Il en a été de même du permis côtier. Vingt-cinq ans plus tard, quand j’ai acquis mon voilier, je l’ai repassé avec le hauturier, ainsi qu’un diplôme de capitaine de plaisance que je ne retrouve plus dans le foutoir consécutif à mon dernier déménagement. Bah, il suffirait d’écrire aux Affaires maritimes. À quoi cela servirait-il maintenant ? Un diplôme de capitaine permet juste de commander un bâtiment à titre commercial et d’être rémunéré. Je l’avais passé car j’envisageais, à une époque, de faire du charter à la voile. Embarquer des éléphants à mon bord, je ne l’ai fait qu’une seule fois. D’ailleurs, le seul permis hauturier m’autorise à commander n’importe quel navire, même le porte-avions Charles de Gaulle, mais sans percevoir de salaire et surtout pas à titre commercial. Alors quel intérêt d’entamer de nouvelles démarches administratives, d’autant que ce diplôme ne sert plus à rien depuis la réforme de 2017 ? Un jour, je le retrouverai glissé entre deux papiers. Je comprends pourquoi, certains encadrent leurs diplômes. Moi, je ne le ferai pas, car je n’ai pas envie de sacrifier un pan de mur de mon bureau. En plus, je trouve que cela fait prétentieux.

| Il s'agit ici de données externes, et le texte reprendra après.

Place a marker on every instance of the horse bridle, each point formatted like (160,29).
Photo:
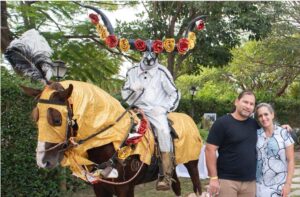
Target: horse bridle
(71,126)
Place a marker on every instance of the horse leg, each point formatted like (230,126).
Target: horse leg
(192,167)
(125,190)
(101,190)
(176,185)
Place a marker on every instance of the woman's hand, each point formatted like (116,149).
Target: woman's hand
(286,190)
(214,187)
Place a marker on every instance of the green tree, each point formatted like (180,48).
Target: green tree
(261,66)
(225,23)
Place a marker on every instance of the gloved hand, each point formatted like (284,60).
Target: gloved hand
(136,86)
(158,111)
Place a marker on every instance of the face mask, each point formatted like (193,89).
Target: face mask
(149,59)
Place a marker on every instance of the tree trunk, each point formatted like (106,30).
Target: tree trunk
(6,35)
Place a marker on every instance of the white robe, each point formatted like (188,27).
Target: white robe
(159,91)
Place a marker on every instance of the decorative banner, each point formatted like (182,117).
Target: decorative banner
(94,18)
(192,40)
(183,46)
(102,31)
(140,45)
(124,45)
(157,46)
(111,41)
(169,44)
(200,25)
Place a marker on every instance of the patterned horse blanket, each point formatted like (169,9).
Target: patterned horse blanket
(94,109)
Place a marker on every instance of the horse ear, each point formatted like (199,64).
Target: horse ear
(64,95)
(30,91)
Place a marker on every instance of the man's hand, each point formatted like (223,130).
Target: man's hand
(158,110)
(286,190)
(214,187)
(137,86)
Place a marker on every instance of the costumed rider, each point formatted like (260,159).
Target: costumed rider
(160,97)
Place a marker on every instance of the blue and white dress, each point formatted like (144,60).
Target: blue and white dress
(271,171)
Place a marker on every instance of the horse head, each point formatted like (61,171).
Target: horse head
(52,116)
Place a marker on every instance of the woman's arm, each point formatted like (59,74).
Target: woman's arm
(289,151)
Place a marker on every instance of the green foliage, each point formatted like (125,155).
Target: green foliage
(20,175)
(287,110)
(262,67)
(224,23)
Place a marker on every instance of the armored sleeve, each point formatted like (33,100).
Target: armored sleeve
(171,90)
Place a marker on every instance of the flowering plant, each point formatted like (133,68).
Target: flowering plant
(140,45)
(200,25)
(124,44)
(157,46)
(169,44)
(94,18)
(183,45)
(111,41)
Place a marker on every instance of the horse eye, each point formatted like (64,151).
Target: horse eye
(54,117)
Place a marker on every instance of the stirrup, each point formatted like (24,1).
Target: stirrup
(109,172)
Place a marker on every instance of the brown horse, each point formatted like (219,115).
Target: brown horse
(59,105)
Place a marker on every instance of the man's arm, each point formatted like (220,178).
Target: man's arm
(211,163)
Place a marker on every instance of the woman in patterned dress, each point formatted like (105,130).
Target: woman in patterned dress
(275,156)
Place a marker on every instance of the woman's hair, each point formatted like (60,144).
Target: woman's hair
(267,105)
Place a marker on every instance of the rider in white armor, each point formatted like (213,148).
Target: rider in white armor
(160,97)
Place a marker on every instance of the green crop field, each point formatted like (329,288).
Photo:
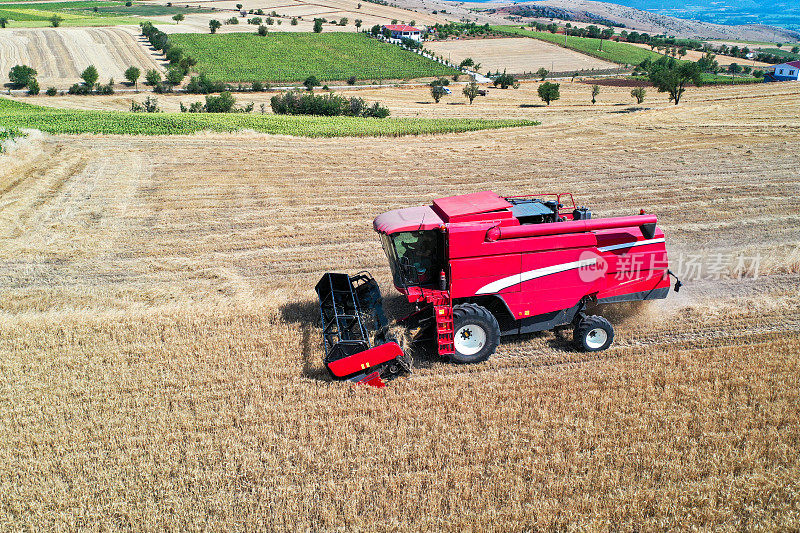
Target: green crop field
(15,114)
(787,54)
(82,12)
(291,57)
(21,15)
(613,51)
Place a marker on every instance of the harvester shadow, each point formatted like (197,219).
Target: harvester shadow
(306,315)
(633,109)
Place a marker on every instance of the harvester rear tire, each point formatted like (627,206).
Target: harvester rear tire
(476,333)
(593,334)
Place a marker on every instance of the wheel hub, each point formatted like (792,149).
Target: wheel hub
(596,338)
(470,339)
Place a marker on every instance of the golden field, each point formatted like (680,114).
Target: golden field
(160,358)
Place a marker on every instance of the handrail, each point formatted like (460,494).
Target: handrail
(574,226)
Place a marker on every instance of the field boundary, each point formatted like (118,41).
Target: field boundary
(74,121)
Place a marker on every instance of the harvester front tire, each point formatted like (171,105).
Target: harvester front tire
(476,333)
(593,334)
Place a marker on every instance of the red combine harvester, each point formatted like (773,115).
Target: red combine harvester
(480,266)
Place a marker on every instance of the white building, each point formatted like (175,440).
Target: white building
(786,71)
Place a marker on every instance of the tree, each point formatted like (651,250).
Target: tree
(471,91)
(549,92)
(20,75)
(639,93)
(605,34)
(707,63)
(220,104)
(132,75)
(672,77)
(505,81)
(311,82)
(153,77)
(33,87)
(89,76)
(437,91)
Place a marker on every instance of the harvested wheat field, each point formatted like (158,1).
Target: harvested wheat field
(517,55)
(59,55)
(160,350)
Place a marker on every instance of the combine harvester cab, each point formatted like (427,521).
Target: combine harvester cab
(481,266)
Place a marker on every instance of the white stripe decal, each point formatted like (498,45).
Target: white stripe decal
(630,244)
(516,279)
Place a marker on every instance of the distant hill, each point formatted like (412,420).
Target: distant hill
(732,19)
(729,12)
(681,25)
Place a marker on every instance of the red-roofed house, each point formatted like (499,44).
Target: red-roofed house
(403,31)
(786,71)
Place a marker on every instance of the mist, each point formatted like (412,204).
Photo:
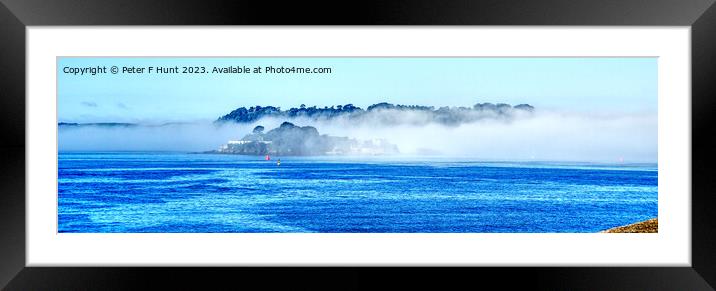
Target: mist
(539,136)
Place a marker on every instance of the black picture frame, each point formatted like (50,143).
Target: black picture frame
(15,15)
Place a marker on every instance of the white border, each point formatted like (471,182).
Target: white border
(671,246)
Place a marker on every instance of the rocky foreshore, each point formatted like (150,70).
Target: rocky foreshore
(647,226)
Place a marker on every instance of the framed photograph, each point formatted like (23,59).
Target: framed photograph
(476,135)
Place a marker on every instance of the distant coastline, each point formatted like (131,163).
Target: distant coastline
(647,226)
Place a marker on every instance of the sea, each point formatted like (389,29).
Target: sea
(175,192)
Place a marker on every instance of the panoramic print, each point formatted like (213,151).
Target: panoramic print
(356,145)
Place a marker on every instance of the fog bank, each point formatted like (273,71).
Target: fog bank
(542,136)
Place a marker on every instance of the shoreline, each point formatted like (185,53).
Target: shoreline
(646,226)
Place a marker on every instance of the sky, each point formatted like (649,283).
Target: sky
(596,85)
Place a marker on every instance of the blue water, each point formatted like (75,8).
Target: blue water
(180,192)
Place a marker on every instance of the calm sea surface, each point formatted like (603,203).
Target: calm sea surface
(179,192)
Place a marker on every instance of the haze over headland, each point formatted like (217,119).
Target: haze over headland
(601,109)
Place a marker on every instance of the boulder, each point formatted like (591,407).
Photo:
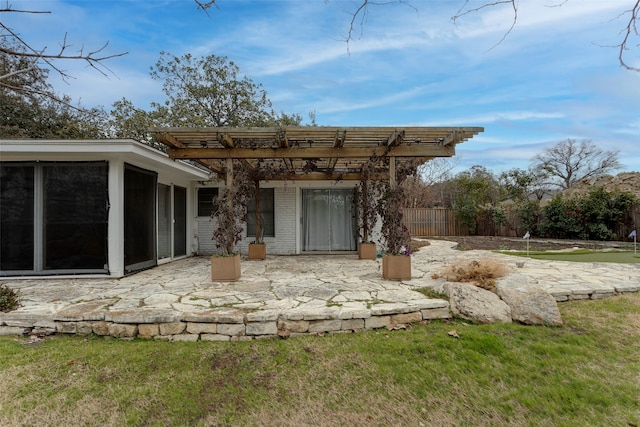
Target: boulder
(478,305)
(529,305)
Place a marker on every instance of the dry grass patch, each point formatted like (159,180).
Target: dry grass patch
(483,273)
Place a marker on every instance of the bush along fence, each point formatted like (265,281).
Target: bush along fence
(560,219)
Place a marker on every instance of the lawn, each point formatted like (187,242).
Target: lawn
(584,373)
(584,255)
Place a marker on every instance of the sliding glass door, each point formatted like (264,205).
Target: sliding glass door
(328,220)
(140,189)
(54,218)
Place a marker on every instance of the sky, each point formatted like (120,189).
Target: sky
(554,76)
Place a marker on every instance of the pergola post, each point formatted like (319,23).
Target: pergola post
(392,171)
(229,181)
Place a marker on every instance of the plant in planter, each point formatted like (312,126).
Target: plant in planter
(367,215)
(257,249)
(396,262)
(230,213)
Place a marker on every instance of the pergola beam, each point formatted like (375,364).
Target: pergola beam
(311,152)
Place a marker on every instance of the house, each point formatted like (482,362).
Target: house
(113,207)
(107,207)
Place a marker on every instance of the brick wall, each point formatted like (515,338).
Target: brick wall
(284,242)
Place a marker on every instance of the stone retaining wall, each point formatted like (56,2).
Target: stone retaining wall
(223,324)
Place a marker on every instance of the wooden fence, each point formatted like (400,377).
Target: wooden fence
(442,222)
(432,222)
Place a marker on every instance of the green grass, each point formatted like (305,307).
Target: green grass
(584,373)
(583,255)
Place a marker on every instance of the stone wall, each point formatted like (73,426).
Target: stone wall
(224,324)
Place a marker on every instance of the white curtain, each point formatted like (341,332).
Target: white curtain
(328,220)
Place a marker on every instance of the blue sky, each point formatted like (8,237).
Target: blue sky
(552,78)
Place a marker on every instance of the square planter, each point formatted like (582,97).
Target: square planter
(225,268)
(396,267)
(367,251)
(257,251)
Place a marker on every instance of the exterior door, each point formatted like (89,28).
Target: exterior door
(140,189)
(328,220)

Une anecdote drôle dans la continuité se déroula aux Philippines. Au bar avec un des moniteurs, un ancien Navy-Seal à la retraite, nous éclusions pinte de bière, sur pinte de bière, entrecoupée de tequila-rapidos. On avait déjà plongé plusieurs fois ensemble. Il appréciait que je ne sèche pas ma bouteille en vingt minutes. Il avait jeté un œil discret sur mes tables de décompression, mon profondimètre et ma montre, bien qu’utilisant aussi un ordinateur de plongée. Ce soir-là, je lui confiais déplorer de ne pas explorer l’épave du New-York, un croiseur lourd américain coulé pendant la Deuxième Guerre mondiale. En effet, il gisait par plus de quarante mètres de fond. Il me répondit qu’avec les nouvelles règles de sécurité, sauf au mélange, on ne descendait pas à plus de trente mètres et que l’intérieur des épaves était trop dangereux. Je me permis de ricaner en vidant cul sec mon verre de tequila. Les bières aidant, je lui racontais dans le détail mon histoire de monitorat et mon passé de plongeur.
« Avec qui tu l’as passé ?
Des nageurs de combat israéliens.
Comment s’appelaient-ils ?
Le premier Shmoulik et l’autre Uri.
Tu as plongé avec Shmoulik et c’était lui ton moniteur ?
Oui, pourquoi ?
Je le connais, on s’est rencontré lors d’échanges entre les marines américaine et israélienne.
Sans déconner ?
Demain, on plonge tous les deux sur le
New-York
et on se fait l’intérieur de l’épave ».
La plongée fut une des vingt qui reste encore gravée dans ma mémoire : fabuleuse, féerique et les mots sont faibles.